NLSY79: 12,686 young men and women who were 14-22 years old when first surveyed in 1979, and surveyed annually through 1994 (biannually since).

NLSY97: 9,000 youths, 12-16 years old by 1997.

Data Grouping

Based on the Beal Codes we grouped individuals in four categories: those living in:

cities (zone 1) suburban/metro area (Zone 2) adjacent non-metro (Zone 3) remote non-metro (Zone 4).

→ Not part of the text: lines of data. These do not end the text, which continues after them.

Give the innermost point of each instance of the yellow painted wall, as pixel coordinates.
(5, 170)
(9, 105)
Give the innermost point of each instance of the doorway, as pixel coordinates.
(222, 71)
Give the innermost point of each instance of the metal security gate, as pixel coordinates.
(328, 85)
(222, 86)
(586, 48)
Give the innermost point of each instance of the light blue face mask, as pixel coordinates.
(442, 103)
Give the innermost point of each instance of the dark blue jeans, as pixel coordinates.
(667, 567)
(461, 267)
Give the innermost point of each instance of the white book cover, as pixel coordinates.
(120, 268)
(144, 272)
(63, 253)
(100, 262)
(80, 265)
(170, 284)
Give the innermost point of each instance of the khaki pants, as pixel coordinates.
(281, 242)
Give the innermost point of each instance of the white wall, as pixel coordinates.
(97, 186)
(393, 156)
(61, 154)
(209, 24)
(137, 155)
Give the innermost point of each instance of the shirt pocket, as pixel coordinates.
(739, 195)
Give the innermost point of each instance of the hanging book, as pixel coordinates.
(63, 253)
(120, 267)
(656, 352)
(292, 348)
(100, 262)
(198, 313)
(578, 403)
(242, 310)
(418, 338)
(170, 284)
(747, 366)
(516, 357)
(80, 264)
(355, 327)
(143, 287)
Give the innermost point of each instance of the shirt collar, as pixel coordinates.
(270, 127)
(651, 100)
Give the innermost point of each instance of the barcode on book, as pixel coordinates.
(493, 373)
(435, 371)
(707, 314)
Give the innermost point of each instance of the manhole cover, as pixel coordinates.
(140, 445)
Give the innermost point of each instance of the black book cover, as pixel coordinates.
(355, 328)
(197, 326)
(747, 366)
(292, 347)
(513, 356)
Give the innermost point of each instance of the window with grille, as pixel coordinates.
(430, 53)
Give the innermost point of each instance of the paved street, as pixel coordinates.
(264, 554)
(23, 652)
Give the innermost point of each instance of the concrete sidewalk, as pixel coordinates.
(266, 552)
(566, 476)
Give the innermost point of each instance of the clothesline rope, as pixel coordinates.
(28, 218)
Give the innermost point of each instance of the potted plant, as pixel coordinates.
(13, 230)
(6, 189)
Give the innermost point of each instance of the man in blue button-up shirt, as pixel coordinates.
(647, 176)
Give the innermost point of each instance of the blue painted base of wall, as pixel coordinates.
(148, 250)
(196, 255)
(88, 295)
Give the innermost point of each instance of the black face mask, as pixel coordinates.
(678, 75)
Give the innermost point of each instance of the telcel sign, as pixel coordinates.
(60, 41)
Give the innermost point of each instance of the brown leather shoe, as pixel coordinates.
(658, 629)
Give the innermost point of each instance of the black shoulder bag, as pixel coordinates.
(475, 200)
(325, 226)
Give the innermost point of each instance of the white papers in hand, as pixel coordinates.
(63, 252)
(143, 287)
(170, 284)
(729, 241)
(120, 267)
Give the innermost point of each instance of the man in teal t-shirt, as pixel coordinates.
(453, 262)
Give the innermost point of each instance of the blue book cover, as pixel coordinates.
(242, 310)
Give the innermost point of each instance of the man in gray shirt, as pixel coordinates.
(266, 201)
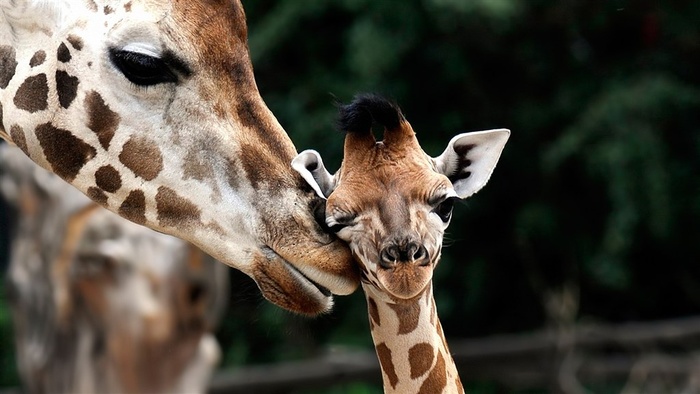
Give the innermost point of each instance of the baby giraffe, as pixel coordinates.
(392, 203)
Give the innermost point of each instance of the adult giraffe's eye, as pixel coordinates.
(140, 68)
(444, 209)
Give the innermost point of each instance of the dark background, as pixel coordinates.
(593, 212)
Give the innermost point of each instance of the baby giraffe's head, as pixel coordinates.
(390, 200)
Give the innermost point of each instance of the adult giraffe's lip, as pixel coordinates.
(298, 272)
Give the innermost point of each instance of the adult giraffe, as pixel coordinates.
(150, 108)
(392, 203)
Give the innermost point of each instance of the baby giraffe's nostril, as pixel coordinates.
(420, 253)
(389, 256)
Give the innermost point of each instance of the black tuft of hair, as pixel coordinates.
(367, 109)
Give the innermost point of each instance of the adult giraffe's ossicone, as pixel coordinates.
(151, 109)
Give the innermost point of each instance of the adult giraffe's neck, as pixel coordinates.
(410, 344)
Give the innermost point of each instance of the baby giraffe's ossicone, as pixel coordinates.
(392, 203)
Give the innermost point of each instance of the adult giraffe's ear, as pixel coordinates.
(470, 158)
(310, 165)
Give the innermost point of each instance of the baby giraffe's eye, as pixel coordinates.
(444, 209)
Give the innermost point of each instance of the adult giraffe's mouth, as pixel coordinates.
(296, 287)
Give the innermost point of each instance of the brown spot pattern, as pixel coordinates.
(142, 156)
(33, 94)
(174, 210)
(18, 137)
(103, 121)
(258, 167)
(384, 356)
(63, 54)
(8, 65)
(107, 178)
(67, 87)
(66, 153)
(38, 58)
(437, 379)
(195, 166)
(373, 311)
(75, 41)
(253, 116)
(134, 207)
(97, 195)
(407, 315)
(420, 357)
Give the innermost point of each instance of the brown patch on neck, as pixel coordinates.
(63, 54)
(33, 94)
(8, 65)
(108, 179)
(97, 195)
(373, 311)
(19, 139)
(437, 379)
(103, 121)
(134, 207)
(76, 42)
(175, 211)
(420, 357)
(66, 153)
(384, 355)
(407, 315)
(38, 58)
(61, 267)
(142, 156)
(66, 87)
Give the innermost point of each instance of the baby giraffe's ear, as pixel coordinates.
(310, 165)
(470, 158)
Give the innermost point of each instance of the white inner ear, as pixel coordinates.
(470, 158)
(310, 165)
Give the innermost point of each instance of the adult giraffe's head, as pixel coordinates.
(390, 200)
(150, 108)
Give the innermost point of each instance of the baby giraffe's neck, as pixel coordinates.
(410, 344)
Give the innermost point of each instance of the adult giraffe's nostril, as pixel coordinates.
(409, 252)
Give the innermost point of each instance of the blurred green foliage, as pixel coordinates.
(597, 192)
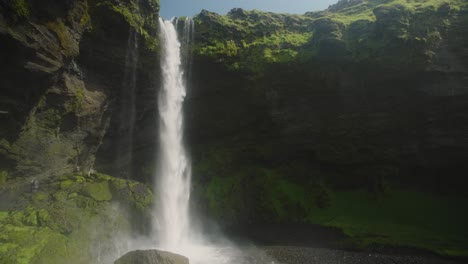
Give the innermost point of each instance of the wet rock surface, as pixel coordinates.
(304, 255)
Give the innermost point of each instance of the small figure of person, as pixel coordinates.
(34, 185)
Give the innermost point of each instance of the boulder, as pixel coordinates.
(152, 256)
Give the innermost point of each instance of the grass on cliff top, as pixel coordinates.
(347, 11)
(401, 218)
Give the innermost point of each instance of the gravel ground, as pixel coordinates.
(305, 255)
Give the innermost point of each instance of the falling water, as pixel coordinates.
(173, 230)
(173, 184)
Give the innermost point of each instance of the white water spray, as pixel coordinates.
(172, 228)
(174, 173)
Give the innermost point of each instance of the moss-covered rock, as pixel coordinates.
(98, 191)
(72, 227)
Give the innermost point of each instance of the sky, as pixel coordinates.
(177, 8)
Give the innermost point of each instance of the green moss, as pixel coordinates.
(393, 33)
(401, 218)
(3, 215)
(60, 196)
(39, 197)
(20, 8)
(3, 177)
(98, 191)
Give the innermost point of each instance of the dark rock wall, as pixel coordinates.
(61, 79)
(340, 113)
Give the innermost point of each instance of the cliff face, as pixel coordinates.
(366, 94)
(61, 78)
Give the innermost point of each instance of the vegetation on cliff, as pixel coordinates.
(391, 32)
(73, 218)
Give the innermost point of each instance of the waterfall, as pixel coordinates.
(172, 228)
(174, 172)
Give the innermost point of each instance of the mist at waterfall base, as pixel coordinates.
(174, 228)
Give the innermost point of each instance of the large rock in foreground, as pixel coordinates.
(151, 257)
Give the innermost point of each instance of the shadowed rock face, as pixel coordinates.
(327, 99)
(61, 78)
(151, 257)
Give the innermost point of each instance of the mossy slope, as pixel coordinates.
(72, 219)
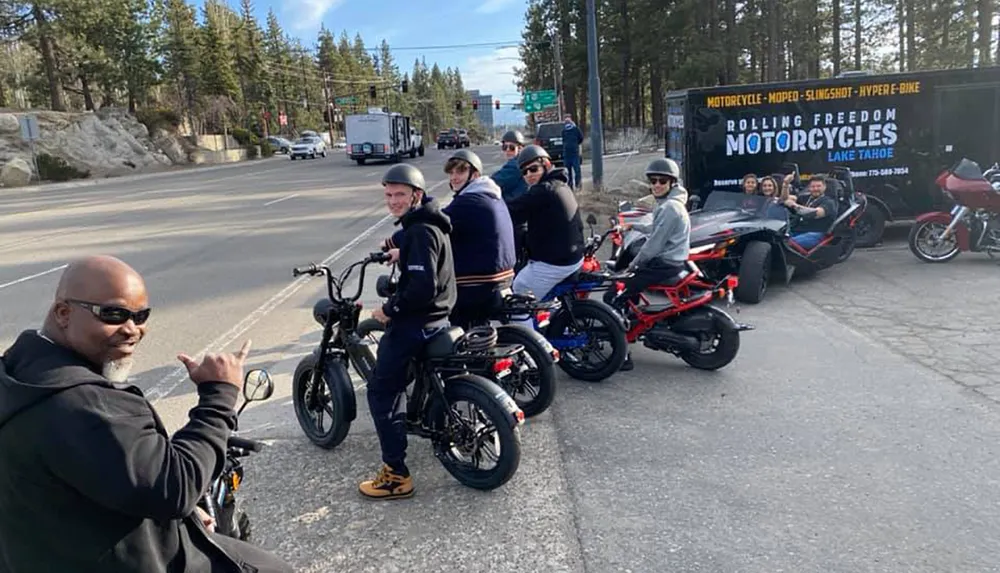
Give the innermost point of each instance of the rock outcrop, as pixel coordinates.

High School Graduation Rates (%)


All      Zone 1   Zone 2   Zone 3   Zone 4

80.3    80.1       81.1        80.1        78.6


77.1    76.9       77.3        77.1        77.1

Determinants of Graduation

Testing for:

  1. Individual and family characteristics (race, gender, income, “hard times”, net worth, household size and composition, relation of youth to adults in house, education of parents, poverty ration, attending public school).
  2. Peer characteristics:
    • Percent of peers that are part of a gang
    • Do drugs
    • Skip class
    • Want to attend college
  3. Geographic context:
    • Total population
    • Crime rates
    • Median family income
    • Racial composition
    • Unemployment
    • Employment by sector


  1. High School dropout rates are similar throughout the urban-rural continuum.
  2. Overall, dropout rates are three percentage points higher in the 2000s than in the 1980s across all locations.
  3. The determinants of dropping out are also similar across the urban-rural continuum.
  4. Family level characteristics are far more predictive of dropping out than geographic attributes and appear to operate in similar ways across locations.

These determinants are gender, race (in some cases), family assets, the presence of both biological parents, maternal attributes, and peer characteristics.

  1. The biggest exception, after adding all control variables, is that Black and Hispanic males are at an advantage in the most rural areas in terms of graduating.
  2. Females are more likely to graduate than males, holding all other variables constant.
  3. Differences in graduation rates among races mostly disappear when peer and some location attributes are included.
  4. Graduation rates for Black students have declined in the 2000s compared to the 1980s.
  5. The difference in graduation rates between public and private schools in the 1980s have disappeared in the 2000s.
  6. Dropout prevention policies need to focus on the effect of different family arrangements, poverty, and peer surroundings, regardless of location.